The key feature in correlations established by multi-party quantum entangled states is nonlocality. A quantity to measure the average nonlocality, distinguishing it from shared randomness and in a direct relation with no-signaling stochastic processes (which provide an operational interpretation of quantum correlations, without involving information transmission between the parties as to sustain causality), is proposed and resolved exhaustively for the quantum correlations established by a Clauser-Horne-Shimony-Holt setup (or CHSH box). The amount of nonlocality that is available in a CHSH box is measured by its proximity to the nearest Popescu-Rohrlich set of causal stochastic processes (aka a PR box) in the no-signaling polytope, related by polyhedral duality to Bell's correlation function. The proposed amount of average nonlocality is an entanglement monotone with a simple relation to concurrence. We provide the optimal setup vectors of a maximally nonlocal CHSH box for any entangled pair. The strongest nonlocality is the fraction [Formula: see text] of a PR box, attained by maximally entangled qubit pairs. The most economical causal stochastic process reproducing any maximally nonlocal CHSH box is developed. Data produced by a computer implementation of the simulator agrees with the quantum mechanical formulas.
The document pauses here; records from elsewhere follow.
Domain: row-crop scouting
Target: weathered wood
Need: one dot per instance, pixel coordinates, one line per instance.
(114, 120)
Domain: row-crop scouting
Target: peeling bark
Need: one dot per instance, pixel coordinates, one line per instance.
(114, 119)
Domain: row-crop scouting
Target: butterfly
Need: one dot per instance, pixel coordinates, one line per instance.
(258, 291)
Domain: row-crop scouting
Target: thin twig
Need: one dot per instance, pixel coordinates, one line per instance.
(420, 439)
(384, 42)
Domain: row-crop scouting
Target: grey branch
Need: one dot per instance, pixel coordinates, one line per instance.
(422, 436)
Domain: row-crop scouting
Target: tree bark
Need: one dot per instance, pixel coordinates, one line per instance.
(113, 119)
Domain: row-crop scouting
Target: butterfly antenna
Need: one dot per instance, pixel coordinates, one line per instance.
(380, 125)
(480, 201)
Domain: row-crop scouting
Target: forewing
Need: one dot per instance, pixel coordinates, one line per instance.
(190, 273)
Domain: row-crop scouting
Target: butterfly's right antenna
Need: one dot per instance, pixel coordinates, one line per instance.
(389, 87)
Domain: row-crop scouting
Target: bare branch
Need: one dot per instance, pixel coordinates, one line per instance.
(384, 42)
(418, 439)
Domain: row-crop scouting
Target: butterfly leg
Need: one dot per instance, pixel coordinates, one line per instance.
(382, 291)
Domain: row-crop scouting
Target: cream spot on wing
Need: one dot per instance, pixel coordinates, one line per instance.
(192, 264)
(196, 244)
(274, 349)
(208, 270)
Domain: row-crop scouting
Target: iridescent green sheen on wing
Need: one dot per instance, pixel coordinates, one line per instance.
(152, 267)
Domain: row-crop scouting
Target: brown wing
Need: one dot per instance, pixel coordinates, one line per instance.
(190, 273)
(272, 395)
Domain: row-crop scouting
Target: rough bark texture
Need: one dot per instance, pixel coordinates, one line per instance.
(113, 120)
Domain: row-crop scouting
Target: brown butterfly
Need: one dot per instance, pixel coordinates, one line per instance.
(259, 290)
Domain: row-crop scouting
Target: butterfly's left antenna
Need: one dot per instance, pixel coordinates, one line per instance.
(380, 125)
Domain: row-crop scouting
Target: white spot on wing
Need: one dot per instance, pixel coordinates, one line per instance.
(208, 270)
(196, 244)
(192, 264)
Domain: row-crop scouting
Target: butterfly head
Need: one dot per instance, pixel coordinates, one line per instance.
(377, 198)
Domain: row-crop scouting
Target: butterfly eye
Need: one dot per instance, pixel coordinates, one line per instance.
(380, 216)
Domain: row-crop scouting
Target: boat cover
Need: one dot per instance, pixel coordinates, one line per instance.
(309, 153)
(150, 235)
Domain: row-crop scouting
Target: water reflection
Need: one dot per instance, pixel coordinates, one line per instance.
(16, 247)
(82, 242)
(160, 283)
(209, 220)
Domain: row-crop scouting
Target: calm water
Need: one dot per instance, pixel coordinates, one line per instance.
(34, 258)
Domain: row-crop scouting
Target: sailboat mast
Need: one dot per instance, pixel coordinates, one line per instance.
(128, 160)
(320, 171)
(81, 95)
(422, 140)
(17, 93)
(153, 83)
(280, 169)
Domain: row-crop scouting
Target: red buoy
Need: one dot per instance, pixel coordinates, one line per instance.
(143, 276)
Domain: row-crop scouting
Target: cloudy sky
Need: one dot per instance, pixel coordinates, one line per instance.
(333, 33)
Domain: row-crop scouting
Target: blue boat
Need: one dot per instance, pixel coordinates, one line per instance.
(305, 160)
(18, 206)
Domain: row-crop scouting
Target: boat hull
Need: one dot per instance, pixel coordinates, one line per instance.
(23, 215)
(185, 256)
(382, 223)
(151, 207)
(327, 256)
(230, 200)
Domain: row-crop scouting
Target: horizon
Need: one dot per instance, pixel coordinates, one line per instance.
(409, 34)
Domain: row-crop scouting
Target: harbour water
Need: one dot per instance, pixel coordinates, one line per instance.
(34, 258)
多方量子纠缠态所建立的关联中的关键特征是非局域性。提出了一个用于测量平均非局域性的量,它将非局域性与共享随机性区分开来,并与无信号随机过程直接相关(无信号随机过程为量子关联提供了一种操作解释,且不涉及各方之间的信息传输以维持因果关系),并针对由克劳泽 - 霍恩 - 希莫尼 - 霍尔特装置(或CHSH盒)所建立的量子关联进行了详尽求解。CHSH盒中可用的非局域量通过其在无信号多面体中与最接近的因果随机过程的波佩斯库 - 罗尔利希集(即PR盒)的接近程度来衡量,它通过多面体对偶性与贝尔关联函数相关。所提出的平均非局域量是一种纠缠单调量,与并发度有简单关系。我们给出了任意纠缠对的最大非局域CHSH盒的最优设置向量。最强的非局域性是PR盒的分数[公式:见正文],由最大纠缠量子比特对达到。开发了重现任何最大非局域CHSH盒的最经济的因果随机过程。模拟器的计算机实现所产生的数据与量子力学公式一致。